Dao-AILab / flash-attention

Fast and memory-efficient exact attention
BSD 3-Clause "New" or "Revised" License
14.26k stars 1.33k forks source link

Runtime error from transformers #1250

Open HarryK4673 opened 1 month ago

HarryK4673 commented 1 month ago

Hello everyone!

I'm currently working on an assignment from uni and I need to fine-tuning a model. However, the model use this library to do that. When I run the fine-tuning script, there's an error like this:

RuntimeError: Failed to import transformers.models.llama.modeling_llama because of the following error (look up to see its traceback):
/home/ubuntu/anaconda3/envs/env/lib/python3.10/site-packages/flash_attn_2_cuda.cpython-310-x86_64-linux-gnu.so: undefined symbol: _ZN3c104impl3cow11cow_deleterEPv

I'm using a server with A10G GPU. The driver version is 535.183.01 and CUDA version is 12.2, Pytorch version 2.1.2 with cu121. It seems I cannot install CUDA 12.1 on this driver (it needs driver 530, but I cannot install in on the server). Could anyone help me with this? Thanks a lot!
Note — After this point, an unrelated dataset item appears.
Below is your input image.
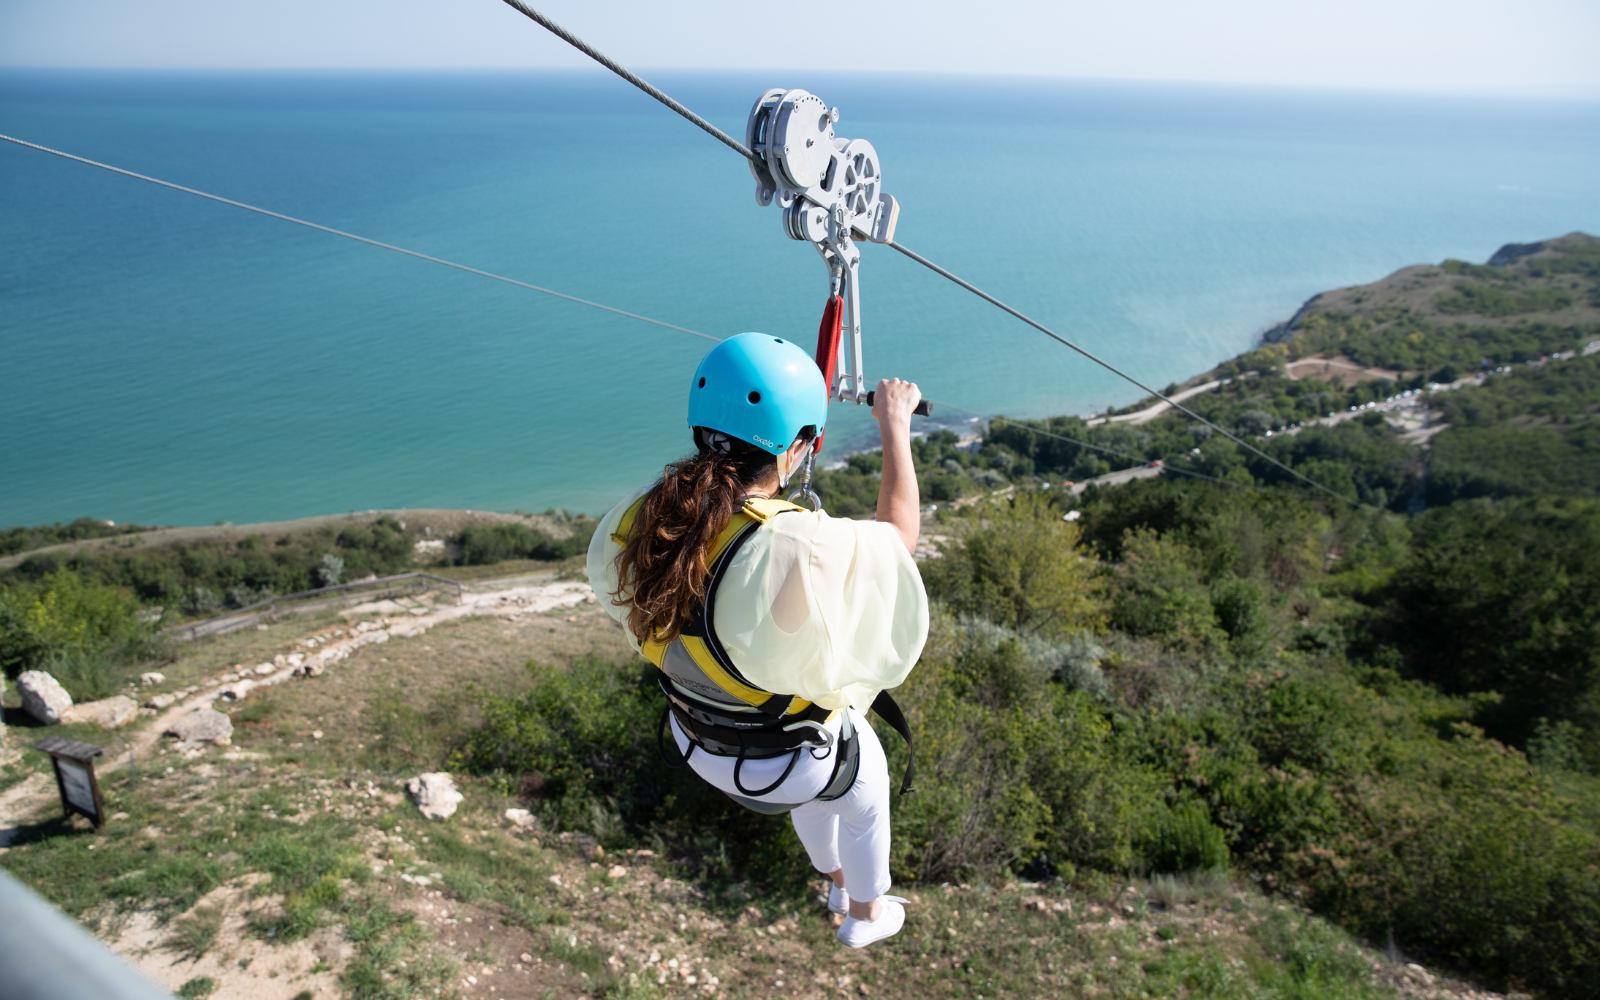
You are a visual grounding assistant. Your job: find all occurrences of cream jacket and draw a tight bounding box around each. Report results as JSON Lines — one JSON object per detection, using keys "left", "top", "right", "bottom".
{"left": 587, "top": 484, "right": 929, "bottom": 711}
Nyandwi commented 1 month ago

I had this error lately and what worked for me was uninstalling flash_attn and reinstalling it again but without using cached version. I did also verify the transformers version the LLaMA was built around(4.45.0 for new llama models), but flash attention and mismatch in cuda and installed PyTorch seems to the issue there.

pip uninstall flash-attn
pip install flash-attn --no-cache-dir
HarryK4673 commented 1 month ago

pip install flash-attn --no-cache-dir

Thanks. It works now.